Rising Stars in...Radio & Recording

November 1, 2012 | By Amanda Ameer

Judd Greenstein
Composer/Founder, New Amsterdam Records

In 2007, composer Judd Greenstein, now 33, put feelers into the new music community about making recordings. Interest snowballed, and he quickly looked to his eventual co-directors of New Amsterdam Records: composer Sarah Kirkland Snider, an old friend with similar musical and professional values, and composer William Brittelle, who came from the rock and promoter world. Dozens of records from friends and collaborators immediately came across their desks. “My proverbial desk,” in Greenstein’s bedroom. “Now there are at least three desks. They may be IKEA, but they’re desks.”

When Greenstein was a student at Williams College, he revived the Independent Music Project, a series to which students came to hear new music. In graduate school at the Yale School of Music, he founded NOW Ensemble and took a part-time job curating a music series at the ArtSpace in New Haven, which paid him a percentage of the door. He later programmed concerts at a downtown art gallery under the name VIM: TriBeCa; presently, he runs The Yehudim. In 2011, Merkin Concert Hall at the Kaufman Center on New York’s Upper West Side asked Greenstein to help create a new music series, a project that turned into The Ecstatic Music Festival. There’s just one more thing: he’s also a successful composer, currently composer-in-residence at the Alabama Symphony Orchestra.

Five years ago, New Amsterdam first spent the initial funds they raised on their web site;  Greenstein points to publicity campaigns for new releases as being next on the to do list. “To some extent, what we’ve been doing from the start is bringing design and production of these [new music] records in line with contemporary standards.”

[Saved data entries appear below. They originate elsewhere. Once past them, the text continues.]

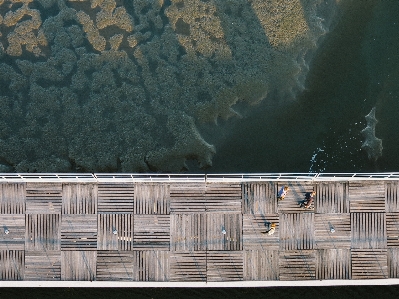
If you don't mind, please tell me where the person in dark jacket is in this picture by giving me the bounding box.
[300,191,316,209]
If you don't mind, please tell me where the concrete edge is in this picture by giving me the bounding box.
[1,279,399,288]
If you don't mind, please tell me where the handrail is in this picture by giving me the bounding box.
[0,173,398,182]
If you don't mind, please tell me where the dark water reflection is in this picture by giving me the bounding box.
[2,286,399,299]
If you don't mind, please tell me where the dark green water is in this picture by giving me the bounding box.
[1,285,399,298]
[209,0,399,174]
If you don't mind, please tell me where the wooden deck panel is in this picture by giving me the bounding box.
[279,250,316,280]
[132,250,169,281]
[97,214,133,251]
[386,182,399,212]
[170,214,206,251]
[316,182,348,214]
[315,214,351,249]
[97,183,134,214]
[207,251,243,281]
[24,251,61,281]
[388,248,399,278]
[242,182,277,215]
[351,249,388,279]
[206,214,242,251]
[277,182,315,213]
[61,251,96,281]
[61,215,97,250]
[133,215,170,250]
[170,183,207,213]
[169,251,207,282]
[316,249,351,279]
[243,214,279,250]
[351,212,386,249]
[204,184,242,213]
[0,250,24,280]
[25,214,60,251]
[244,250,279,281]
[62,183,97,214]
[26,183,62,214]
[0,183,25,214]
[386,213,399,247]
[135,184,169,215]
[96,251,133,281]
[0,215,25,250]
[349,181,385,212]
[280,213,314,250]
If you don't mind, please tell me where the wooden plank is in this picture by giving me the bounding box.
[280,213,314,250]
[96,251,133,281]
[25,214,60,251]
[315,214,351,249]
[62,183,97,214]
[207,251,243,282]
[243,214,279,250]
[133,215,170,250]
[26,183,62,214]
[170,251,206,281]
[0,215,25,250]
[97,214,133,251]
[24,251,61,281]
[244,250,279,281]
[61,251,96,281]
[206,213,242,251]
[170,183,207,213]
[351,212,386,249]
[388,248,399,278]
[351,249,388,279]
[0,183,25,214]
[349,181,385,212]
[0,250,24,280]
[316,249,351,279]
[316,182,348,214]
[61,215,97,250]
[132,250,169,281]
[386,182,399,212]
[386,213,399,247]
[279,250,316,280]
[134,184,169,215]
[277,182,315,213]
[98,183,134,214]
[170,214,206,251]
[242,182,277,214]
[205,183,242,213]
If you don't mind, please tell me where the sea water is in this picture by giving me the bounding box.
[209,0,399,175]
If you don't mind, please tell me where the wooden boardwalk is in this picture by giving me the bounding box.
[1,174,399,282]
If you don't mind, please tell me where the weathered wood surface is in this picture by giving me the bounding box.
[98,183,134,214]
[316,182,348,214]
[315,213,351,249]
[0,179,399,281]
[316,249,351,280]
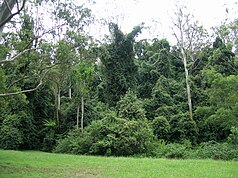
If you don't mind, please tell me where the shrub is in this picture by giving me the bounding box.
[151,116,170,140]
[0,115,23,150]
[227,126,238,145]
[155,140,192,159]
[117,90,146,120]
[169,112,198,143]
[153,140,238,160]
[187,141,238,160]
[54,112,156,156]
[54,129,83,154]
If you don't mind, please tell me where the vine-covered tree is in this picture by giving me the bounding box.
[99,23,142,106]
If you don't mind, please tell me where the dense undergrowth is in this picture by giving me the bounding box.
[54,122,238,161]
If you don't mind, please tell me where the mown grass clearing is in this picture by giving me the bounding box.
[0,150,237,178]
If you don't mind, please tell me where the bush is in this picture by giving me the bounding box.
[151,116,170,140]
[54,129,84,154]
[187,141,238,160]
[0,115,23,150]
[154,141,238,160]
[54,112,156,156]
[117,90,146,120]
[169,112,198,143]
[155,140,192,159]
[227,126,238,145]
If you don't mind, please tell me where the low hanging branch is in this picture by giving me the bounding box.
[0,80,43,97]
[0,67,53,97]
[0,48,33,64]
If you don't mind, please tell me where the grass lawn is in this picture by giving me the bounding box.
[0,150,238,178]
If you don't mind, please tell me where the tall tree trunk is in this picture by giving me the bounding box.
[56,86,61,128]
[76,104,80,129]
[81,96,84,133]
[69,88,72,99]
[69,81,72,99]
[181,47,193,121]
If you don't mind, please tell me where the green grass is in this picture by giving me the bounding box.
[0,150,238,178]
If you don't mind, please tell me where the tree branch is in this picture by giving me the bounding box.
[0,0,26,30]
[0,48,33,64]
[0,80,43,97]
[0,67,54,97]
[16,0,20,11]
[3,0,13,14]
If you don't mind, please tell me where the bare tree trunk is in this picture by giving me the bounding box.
[181,47,193,121]
[76,104,80,129]
[69,88,72,99]
[81,96,84,133]
[172,5,208,122]
[68,80,72,99]
[56,86,61,128]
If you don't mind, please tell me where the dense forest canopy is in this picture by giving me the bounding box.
[0,0,238,159]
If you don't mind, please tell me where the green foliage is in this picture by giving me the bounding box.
[117,90,146,120]
[209,37,237,76]
[55,112,155,156]
[145,76,186,120]
[169,112,198,143]
[135,39,181,99]
[154,141,238,160]
[54,0,92,30]
[188,141,238,160]
[72,60,95,97]
[227,126,238,145]
[151,116,170,140]
[0,68,6,92]
[1,0,238,160]
[0,93,38,150]
[40,119,57,152]
[0,115,23,150]
[203,68,238,108]
[0,68,7,118]
[195,69,238,141]
[99,23,141,106]
[160,141,192,159]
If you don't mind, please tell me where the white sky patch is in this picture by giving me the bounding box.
[88,0,237,43]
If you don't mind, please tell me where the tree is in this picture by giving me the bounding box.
[0,12,50,97]
[145,75,186,120]
[72,60,95,132]
[47,39,75,128]
[0,0,93,97]
[99,23,142,106]
[209,37,237,76]
[212,9,238,56]
[136,39,175,98]
[116,90,146,120]
[195,68,238,141]
[171,5,210,121]
[169,112,198,143]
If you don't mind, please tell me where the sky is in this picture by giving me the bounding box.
[88,0,237,43]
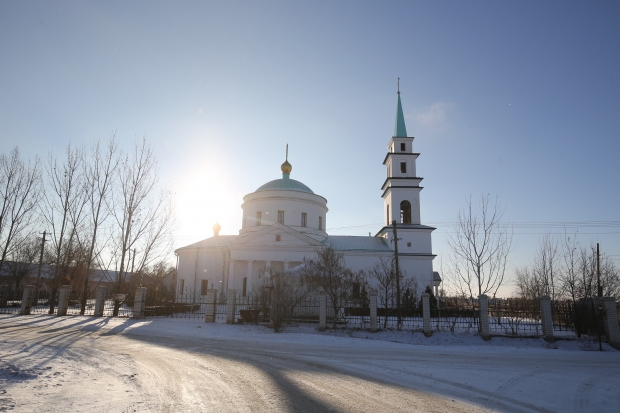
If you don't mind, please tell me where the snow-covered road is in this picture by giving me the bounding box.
[1,315,619,412]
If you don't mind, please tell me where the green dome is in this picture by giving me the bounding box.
[256,178,314,194]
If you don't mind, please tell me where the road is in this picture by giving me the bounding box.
[1,316,619,412]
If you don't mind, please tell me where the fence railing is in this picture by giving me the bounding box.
[2,285,619,343]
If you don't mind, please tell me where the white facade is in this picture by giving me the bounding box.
[175,91,436,298]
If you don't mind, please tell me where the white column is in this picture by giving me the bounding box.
[19,285,35,315]
[539,295,554,343]
[319,291,327,331]
[247,260,254,292]
[94,286,107,317]
[370,291,378,333]
[479,295,491,341]
[226,289,236,324]
[57,285,71,316]
[228,259,235,290]
[133,287,147,319]
[422,293,431,337]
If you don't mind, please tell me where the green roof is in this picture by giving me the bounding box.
[256,177,314,194]
[394,93,408,137]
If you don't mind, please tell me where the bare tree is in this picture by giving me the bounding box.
[516,234,560,300]
[80,136,119,314]
[4,235,40,288]
[42,144,88,313]
[112,136,174,292]
[0,147,42,274]
[515,266,544,300]
[300,246,366,328]
[446,194,513,299]
[558,234,580,302]
[368,257,418,328]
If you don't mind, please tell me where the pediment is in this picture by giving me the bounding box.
[231,223,324,248]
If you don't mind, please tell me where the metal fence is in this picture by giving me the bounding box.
[3,285,618,339]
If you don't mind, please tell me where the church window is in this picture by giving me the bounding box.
[400,200,412,224]
[255,211,261,226]
[301,212,307,227]
[178,279,185,294]
[201,279,209,295]
[387,205,390,225]
[319,216,323,231]
[276,234,281,242]
[278,210,284,224]
[352,282,360,299]
[400,143,406,151]
[242,277,247,297]
[400,162,407,173]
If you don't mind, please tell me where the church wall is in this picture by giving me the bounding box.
[176,249,227,296]
[241,196,327,236]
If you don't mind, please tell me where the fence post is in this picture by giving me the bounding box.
[422,293,431,337]
[0,286,8,308]
[56,285,71,316]
[369,291,378,333]
[19,285,35,315]
[479,294,491,341]
[93,286,107,317]
[132,287,147,319]
[319,291,327,331]
[205,289,218,322]
[226,289,236,324]
[601,298,620,350]
[538,295,554,343]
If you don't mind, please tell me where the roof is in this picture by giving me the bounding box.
[175,235,237,252]
[255,177,314,194]
[394,92,408,138]
[322,236,392,252]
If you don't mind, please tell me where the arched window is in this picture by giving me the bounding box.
[387,204,390,225]
[400,200,411,224]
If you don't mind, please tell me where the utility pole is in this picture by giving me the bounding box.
[597,243,602,297]
[36,231,47,281]
[33,231,47,305]
[391,220,402,330]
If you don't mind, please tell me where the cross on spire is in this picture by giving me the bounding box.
[397,77,400,94]
[286,144,288,161]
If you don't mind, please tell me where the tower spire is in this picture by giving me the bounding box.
[394,78,407,137]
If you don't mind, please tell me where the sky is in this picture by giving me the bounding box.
[1,1,619,294]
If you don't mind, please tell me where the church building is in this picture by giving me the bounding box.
[175,88,437,297]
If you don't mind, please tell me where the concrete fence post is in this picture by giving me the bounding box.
[19,285,35,315]
[602,298,620,350]
[422,293,431,337]
[0,286,9,308]
[319,291,327,331]
[369,291,378,333]
[226,289,236,324]
[93,286,107,317]
[56,285,71,316]
[205,289,218,322]
[132,287,147,319]
[539,295,554,342]
[479,294,491,341]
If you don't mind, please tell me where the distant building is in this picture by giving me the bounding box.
[175,89,436,297]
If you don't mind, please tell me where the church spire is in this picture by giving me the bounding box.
[281,144,292,178]
[394,77,407,137]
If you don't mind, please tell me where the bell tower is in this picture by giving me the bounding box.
[381,81,423,226]
[376,80,435,285]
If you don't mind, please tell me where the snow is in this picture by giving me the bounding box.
[1,314,619,412]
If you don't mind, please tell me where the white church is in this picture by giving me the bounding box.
[175,88,438,297]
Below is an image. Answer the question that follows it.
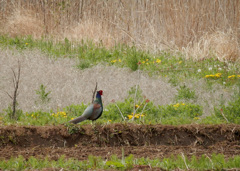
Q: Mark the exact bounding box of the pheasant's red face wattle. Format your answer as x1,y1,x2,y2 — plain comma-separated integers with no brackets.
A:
98,90,103,95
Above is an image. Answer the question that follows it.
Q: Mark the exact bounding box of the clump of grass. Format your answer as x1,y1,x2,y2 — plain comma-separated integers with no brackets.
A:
35,84,51,105
175,84,196,101
1,154,240,170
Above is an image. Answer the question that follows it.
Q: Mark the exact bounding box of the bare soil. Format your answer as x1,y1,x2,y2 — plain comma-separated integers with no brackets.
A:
0,124,240,161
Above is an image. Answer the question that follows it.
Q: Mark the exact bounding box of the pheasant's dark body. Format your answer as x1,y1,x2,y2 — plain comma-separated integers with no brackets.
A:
69,90,103,124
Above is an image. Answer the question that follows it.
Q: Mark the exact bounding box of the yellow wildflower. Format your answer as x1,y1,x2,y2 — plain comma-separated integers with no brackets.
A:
194,117,200,120
135,104,140,108
156,59,161,64
205,75,210,78
25,43,28,45
146,59,149,61
215,73,222,78
118,59,122,62
142,61,146,64
179,61,182,64
71,118,74,120
134,114,140,119
111,60,117,63
173,103,180,108
128,115,133,119
228,75,236,79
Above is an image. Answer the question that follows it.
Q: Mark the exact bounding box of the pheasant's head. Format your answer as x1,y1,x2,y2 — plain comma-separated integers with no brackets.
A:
98,90,103,96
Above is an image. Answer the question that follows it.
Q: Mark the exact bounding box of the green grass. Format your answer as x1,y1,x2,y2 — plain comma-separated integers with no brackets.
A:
1,35,240,125
0,35,240,87
1,85,239,126
0,154,240,170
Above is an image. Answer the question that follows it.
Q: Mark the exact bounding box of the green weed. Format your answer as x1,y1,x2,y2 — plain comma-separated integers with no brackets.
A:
0,154,240,170
175,84,196,101
35,84,51,104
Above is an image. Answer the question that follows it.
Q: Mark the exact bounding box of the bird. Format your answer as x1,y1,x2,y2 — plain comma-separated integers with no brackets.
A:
69,90,103,124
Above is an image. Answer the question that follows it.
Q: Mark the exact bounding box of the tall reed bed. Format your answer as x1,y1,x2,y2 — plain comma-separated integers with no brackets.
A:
0,0,239,60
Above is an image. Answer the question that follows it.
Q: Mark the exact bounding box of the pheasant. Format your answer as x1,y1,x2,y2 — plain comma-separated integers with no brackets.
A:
69,90,103,124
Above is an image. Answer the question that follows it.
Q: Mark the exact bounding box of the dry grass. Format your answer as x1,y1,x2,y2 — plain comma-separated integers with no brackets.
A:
0,0,239,61
3,9,44,38
0,48,235,116
183,31,240,62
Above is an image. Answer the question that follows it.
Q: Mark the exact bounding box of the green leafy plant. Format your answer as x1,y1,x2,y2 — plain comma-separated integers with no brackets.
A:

Two press pieces helped secure New Amsterdam’s place as a top label in the field of new music: The New Yorker’s Alex Ross had already written a piece for the magazine about taking young composers seriously, and NPR’s All Things Considered ran a story on New Amsterdam itself, not as a trend, but about what they were advocating.

Greenstein’s goal is that “our brand becomes synonymous with quality and that people perceive that [we] actually do things for the artists on the roster. I want to help elevate this music from something to which a few people pay attention to something that’s part of the much broader musical conversation.”